Roasting would be fine for heating the peaches but dipping them in the hot water allows you to easily slip the skins off. Do you intend to remove the skins? How? Either way I would hot pack the peaches. It keeps them from floating and is the best/preferred practice. That would require you to re-heat the peaches if you cooled them to slice first. However, If you chose to roast them a bit (kinda like cooking them down for jam) it would make them sweeter. At the end though, you'd have to put them in a pan/pot and heat them to near boiling to be able to hot pack them. It seems like a lot more trouble to roast them if you intend to can them.
Thanks for the advice Pat! I think roasting the peaches will probably make the skin slip off too. Seems like the warm roasted peaches would hot pack just as well since they're pretty soft when roasted, especially once I pour some warm sugar syrup over them. Hmmm... I'll let you all know how it turns out!
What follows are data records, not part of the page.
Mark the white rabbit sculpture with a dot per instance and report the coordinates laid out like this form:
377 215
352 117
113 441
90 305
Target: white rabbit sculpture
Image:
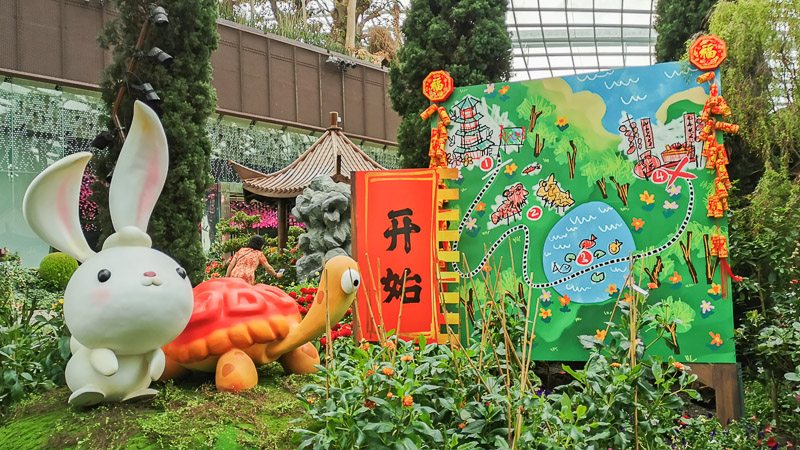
127 301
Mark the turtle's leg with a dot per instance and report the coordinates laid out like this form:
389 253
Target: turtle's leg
172 370
236 371
300 360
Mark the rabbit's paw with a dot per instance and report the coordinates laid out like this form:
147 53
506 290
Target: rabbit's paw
141 394
157 361
86 396
104 361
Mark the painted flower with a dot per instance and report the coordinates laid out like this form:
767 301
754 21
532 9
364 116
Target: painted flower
647 198
673 190
670 205
601 335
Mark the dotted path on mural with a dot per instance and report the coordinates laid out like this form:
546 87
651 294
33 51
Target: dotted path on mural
526 248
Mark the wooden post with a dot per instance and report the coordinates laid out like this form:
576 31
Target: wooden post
283 224
724 379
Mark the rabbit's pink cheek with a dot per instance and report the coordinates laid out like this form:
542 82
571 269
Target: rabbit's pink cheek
101 296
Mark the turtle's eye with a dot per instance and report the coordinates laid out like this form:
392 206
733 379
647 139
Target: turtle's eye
350 281
103 275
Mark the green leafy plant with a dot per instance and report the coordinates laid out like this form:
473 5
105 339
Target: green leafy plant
57 268
34 342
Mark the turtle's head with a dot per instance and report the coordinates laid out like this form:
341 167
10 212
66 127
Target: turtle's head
338 285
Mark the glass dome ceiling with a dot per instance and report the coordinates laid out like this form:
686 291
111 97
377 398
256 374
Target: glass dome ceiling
552 38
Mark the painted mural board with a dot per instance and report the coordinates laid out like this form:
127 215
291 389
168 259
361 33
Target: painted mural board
578 175
395 225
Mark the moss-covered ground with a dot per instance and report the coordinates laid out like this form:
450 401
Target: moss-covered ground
188 414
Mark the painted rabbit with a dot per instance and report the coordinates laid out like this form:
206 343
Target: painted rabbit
127 301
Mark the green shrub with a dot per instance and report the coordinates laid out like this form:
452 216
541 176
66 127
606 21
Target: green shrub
34 341
58 268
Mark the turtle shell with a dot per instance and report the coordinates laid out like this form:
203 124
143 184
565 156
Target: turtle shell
230 313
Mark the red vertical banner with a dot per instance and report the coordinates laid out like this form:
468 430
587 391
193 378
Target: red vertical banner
394 213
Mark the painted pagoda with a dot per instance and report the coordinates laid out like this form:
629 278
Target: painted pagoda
472 139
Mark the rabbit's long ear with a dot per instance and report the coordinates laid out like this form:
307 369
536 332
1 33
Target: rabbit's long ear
140 172
51 209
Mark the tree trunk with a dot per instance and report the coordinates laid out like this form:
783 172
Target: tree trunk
350 34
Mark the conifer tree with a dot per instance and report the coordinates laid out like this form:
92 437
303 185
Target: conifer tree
187 101
467 38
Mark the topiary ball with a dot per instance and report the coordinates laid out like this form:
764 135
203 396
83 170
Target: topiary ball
58 268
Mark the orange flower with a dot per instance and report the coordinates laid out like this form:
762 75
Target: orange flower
647 198
601 335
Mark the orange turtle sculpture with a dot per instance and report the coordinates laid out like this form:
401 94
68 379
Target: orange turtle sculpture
235 327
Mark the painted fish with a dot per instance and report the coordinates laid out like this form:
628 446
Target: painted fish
614 247
588 243
566 268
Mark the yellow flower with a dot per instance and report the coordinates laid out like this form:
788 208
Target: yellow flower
647 198
601 335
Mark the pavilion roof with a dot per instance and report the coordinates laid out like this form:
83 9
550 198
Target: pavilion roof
333 154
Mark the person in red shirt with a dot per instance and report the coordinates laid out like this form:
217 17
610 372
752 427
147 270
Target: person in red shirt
247 259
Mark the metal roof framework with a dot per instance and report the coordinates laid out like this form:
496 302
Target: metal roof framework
553 38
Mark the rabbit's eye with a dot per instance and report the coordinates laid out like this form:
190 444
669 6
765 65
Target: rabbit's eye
103 275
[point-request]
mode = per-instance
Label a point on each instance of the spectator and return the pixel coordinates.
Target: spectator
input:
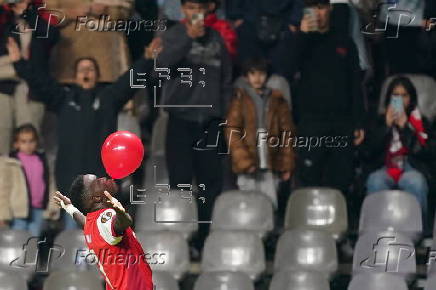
(87, 111)
(34, 164)
(80, 40)
(224, 27)
(30, 28)
(399, 146)
(329, 103)
(194, 110)
(257, 118)
(264, 28)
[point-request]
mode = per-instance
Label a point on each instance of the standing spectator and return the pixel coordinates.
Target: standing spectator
(264, 28)
(257, 117)
(224, 27)
(194, 110)
(329, 104)
(31, 28)
(399, 147)
(87, 111)
(37, 174)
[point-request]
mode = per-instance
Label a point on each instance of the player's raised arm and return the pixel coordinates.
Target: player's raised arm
(123, 220)
(64, 202)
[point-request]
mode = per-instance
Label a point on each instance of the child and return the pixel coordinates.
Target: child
(258, 120)
(35, 169)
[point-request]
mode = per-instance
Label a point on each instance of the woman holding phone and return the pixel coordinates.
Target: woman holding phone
(400, 145)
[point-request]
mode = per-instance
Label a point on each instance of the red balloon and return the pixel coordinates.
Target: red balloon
(122, 153)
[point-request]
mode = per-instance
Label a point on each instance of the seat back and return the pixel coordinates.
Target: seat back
(223, 280)
(375, 281)
(306, 250)
(317, 208)
(391, 210)
(168, 252)
(299, 280)
(237, 210)
(385, 252)
(239, 251)
(176, 211)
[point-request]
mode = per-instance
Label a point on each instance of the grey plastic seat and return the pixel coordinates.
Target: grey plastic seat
(317, 208)
(168, 251)
(176, 211)
(73, 280)
(431, 283)
(237, 251)
(377, 281)
(223, 280)
(18, 252)
(12, 281)
(76, 253)
(392, 210)
(306, 250)
(387, 252)
(164, 281)
(236, 210)
(299, 280)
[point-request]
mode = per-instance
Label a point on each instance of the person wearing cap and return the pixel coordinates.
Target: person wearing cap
(329, 103)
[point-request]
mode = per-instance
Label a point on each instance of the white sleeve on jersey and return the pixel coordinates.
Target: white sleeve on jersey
(104, 224)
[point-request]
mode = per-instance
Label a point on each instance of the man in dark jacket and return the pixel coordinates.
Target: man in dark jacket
(329, 105)
(87, 111)
(196, 107)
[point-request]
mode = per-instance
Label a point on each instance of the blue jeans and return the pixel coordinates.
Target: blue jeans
(411, 181)
(33, 223)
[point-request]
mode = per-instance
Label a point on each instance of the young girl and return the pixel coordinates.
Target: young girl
(400, 144)
(34, 165)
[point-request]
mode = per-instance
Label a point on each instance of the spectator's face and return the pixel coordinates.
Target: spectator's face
(192, 8)
(323, 16)
(256, 79)
(26, 143)
(401, 91)
(86, 74)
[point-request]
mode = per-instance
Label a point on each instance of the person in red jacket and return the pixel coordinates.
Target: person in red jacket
(224, 27)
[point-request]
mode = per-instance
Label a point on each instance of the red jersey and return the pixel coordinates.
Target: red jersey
(120, 259)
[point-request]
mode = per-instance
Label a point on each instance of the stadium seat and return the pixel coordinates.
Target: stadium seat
(164, 281)
(430, 284)
(18, 252)
(306, 250)
(238, 251)
(299, 280)
(223, 280)
(387, 251)
(167, 251)
(317, 208)
(425, 88)
(236, 210)
(392, 210)
(176, 206)
(73, 280)
(12, 281)
(377, 281)
(76, 255)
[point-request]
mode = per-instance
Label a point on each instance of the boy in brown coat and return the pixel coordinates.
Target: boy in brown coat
(259, 132)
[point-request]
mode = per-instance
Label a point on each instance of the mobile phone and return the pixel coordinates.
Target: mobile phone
(397, 103)
(310, 11)
(197, 18)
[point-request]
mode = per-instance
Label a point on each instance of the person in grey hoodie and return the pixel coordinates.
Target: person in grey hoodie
(196, 105)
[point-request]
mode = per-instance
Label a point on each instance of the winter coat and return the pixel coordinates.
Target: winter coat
(242, 137)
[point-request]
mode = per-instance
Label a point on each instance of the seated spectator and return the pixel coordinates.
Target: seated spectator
(37, 174)
(399, 145)
(257, 117)
(87, 111)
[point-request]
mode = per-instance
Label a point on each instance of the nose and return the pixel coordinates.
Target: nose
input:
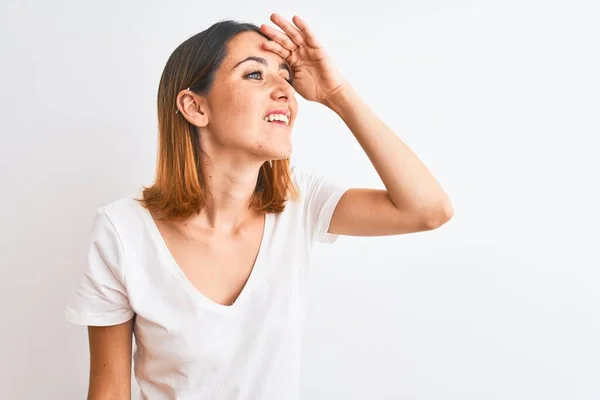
(282, 90)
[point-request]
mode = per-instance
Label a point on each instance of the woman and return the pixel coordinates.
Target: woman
(208, 268)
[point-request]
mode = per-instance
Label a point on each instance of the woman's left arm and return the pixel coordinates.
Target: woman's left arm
(414, 201)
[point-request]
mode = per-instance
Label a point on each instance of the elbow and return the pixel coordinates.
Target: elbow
(438, 215)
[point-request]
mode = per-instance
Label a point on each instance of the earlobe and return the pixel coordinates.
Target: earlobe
(193, 108)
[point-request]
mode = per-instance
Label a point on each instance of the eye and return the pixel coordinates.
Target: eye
(252, 74)
(258, 75)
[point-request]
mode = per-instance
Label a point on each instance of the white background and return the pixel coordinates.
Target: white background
(499, 98)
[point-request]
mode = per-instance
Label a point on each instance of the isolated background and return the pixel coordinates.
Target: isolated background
(499, 98)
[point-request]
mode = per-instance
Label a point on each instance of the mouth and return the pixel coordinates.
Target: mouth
(279, 117)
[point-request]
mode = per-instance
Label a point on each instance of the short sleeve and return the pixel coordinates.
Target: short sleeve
(101, 298)
(320, 197)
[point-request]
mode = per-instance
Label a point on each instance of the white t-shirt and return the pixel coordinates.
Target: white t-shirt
(186, 345)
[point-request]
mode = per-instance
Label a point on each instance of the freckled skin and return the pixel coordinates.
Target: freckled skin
(237, 104)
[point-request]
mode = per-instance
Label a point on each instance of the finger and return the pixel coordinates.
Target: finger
(279, 37)
(277, 49)
(308, 34)
(292, 32)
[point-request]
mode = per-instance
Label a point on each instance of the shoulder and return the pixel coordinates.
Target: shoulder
(123, 218)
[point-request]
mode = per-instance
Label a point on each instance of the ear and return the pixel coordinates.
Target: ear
(193, 108)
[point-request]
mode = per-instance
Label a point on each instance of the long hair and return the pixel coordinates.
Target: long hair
(179, 190)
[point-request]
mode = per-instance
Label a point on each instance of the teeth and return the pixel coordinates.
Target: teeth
(277, 117)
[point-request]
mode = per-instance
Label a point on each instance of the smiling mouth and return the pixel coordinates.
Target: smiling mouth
(281, 119)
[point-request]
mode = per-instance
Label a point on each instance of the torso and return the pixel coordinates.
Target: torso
(218, 265)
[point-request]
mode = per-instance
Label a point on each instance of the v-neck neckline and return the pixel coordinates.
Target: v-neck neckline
(189, 286)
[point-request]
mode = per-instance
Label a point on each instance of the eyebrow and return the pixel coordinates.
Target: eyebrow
(262, 61)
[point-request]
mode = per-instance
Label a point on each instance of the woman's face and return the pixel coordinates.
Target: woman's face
(252, 104)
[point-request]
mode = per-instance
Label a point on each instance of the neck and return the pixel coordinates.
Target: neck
(231, 187)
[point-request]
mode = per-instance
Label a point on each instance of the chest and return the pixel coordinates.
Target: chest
(217, 266)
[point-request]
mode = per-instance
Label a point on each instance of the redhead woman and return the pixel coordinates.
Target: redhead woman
(207, 268)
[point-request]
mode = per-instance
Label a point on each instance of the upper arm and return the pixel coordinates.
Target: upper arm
(370, 212)
(110, 361)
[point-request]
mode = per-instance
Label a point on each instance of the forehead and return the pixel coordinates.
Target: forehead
(248, 44)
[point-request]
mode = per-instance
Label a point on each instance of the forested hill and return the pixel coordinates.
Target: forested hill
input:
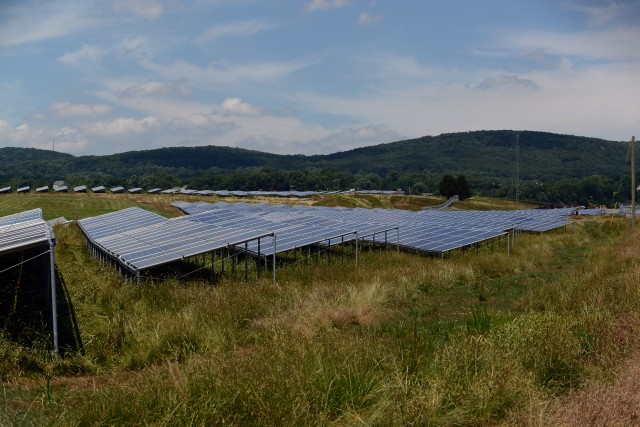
(543, 156)
(481, 155)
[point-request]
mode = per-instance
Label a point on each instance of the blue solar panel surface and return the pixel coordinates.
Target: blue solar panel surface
(429, 230)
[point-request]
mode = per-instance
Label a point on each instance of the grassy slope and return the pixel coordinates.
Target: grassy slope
(474, 338)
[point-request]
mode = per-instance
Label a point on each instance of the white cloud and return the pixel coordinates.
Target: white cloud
(615, 44)
(366, 18)
(349, 138)
(225, 73)
(156, 89)
(326, 4)
(85, 53)
(505, 81)
(67, 139)
(235, 107)
(148, 9)
(31, 21)
(234, 29)
(603, 13)
(201, 123)
(124, 126)
(65, 109)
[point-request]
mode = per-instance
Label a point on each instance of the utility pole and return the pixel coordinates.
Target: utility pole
(633, 181)
(517, 169)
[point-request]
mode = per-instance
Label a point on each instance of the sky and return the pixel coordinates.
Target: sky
(311, 76)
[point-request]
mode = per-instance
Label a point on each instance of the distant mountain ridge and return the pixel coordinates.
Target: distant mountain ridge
(479, 154)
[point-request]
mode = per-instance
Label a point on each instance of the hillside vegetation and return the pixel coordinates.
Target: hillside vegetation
(553, 168)
(475, 338)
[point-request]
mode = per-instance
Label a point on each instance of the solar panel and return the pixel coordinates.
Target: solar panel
(429, 230)
(139, 239)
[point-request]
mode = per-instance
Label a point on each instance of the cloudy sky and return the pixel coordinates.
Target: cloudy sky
(311, 76)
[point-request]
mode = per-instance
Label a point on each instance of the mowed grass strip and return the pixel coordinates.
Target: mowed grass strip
(74, 206)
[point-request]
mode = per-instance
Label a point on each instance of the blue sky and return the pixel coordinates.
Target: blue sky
(312, 76)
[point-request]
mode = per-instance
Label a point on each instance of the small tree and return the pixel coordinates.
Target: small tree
(448, 186)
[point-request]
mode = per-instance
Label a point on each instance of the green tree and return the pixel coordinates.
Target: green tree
(448, 186)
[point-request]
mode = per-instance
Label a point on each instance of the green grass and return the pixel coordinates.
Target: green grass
(76, 206)
(476, 338)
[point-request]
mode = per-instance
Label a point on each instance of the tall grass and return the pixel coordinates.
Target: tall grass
(402, 339)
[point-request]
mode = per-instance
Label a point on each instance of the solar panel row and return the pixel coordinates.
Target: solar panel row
(139, 239)
(429, 231)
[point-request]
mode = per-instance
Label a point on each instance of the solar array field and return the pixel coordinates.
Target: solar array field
(428, 231)
(140, 240)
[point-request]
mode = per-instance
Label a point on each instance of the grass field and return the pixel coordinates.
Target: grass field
(474, 339)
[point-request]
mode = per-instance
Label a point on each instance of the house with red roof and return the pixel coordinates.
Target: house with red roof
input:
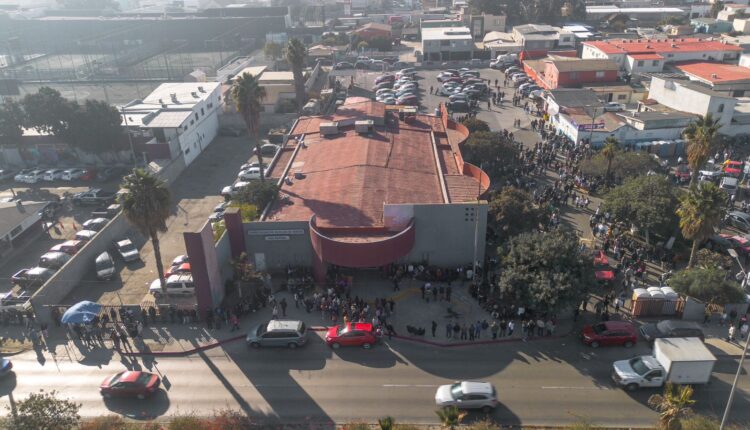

It might work but I think the reason the dipping in boiling water works so well is that the peach itself is still relatively hard allowing you to grip or even squeeze a little when slipping the skins.  I think you'll be fine with the roasting and pouring hot syrup over them when hot packing. Let me know how it works with the roasted method. I'm always ready to learn new stuff.
I like the idea of getting more sweetness by roasting. Works well for tomatoes, dunnit? Looking forward to hearing how it went, Aliza!

Maybe slipping the skins traditionally and then roasting would work best. That way you could get the skins off eaisly and without the skins the raosting process would be quicker due to the more efficient evaporation (no skin to hamper the evaporation). It would be kinda like cooking down jamfor more sugar but leaving the pieces whole instead. Either way I too am curious to hear about Aliza's experiment.

Aw, sorry to disappoint a bit everyone, but in the interested of time I quickly boiled the peaches and that was it.  Just made a first batch of peaches in syrup (about 5 pints total) and froze a small quart size baggie of mashed cooked peaches. I do hope to roast the peaches soon to try it soon so I will let you know!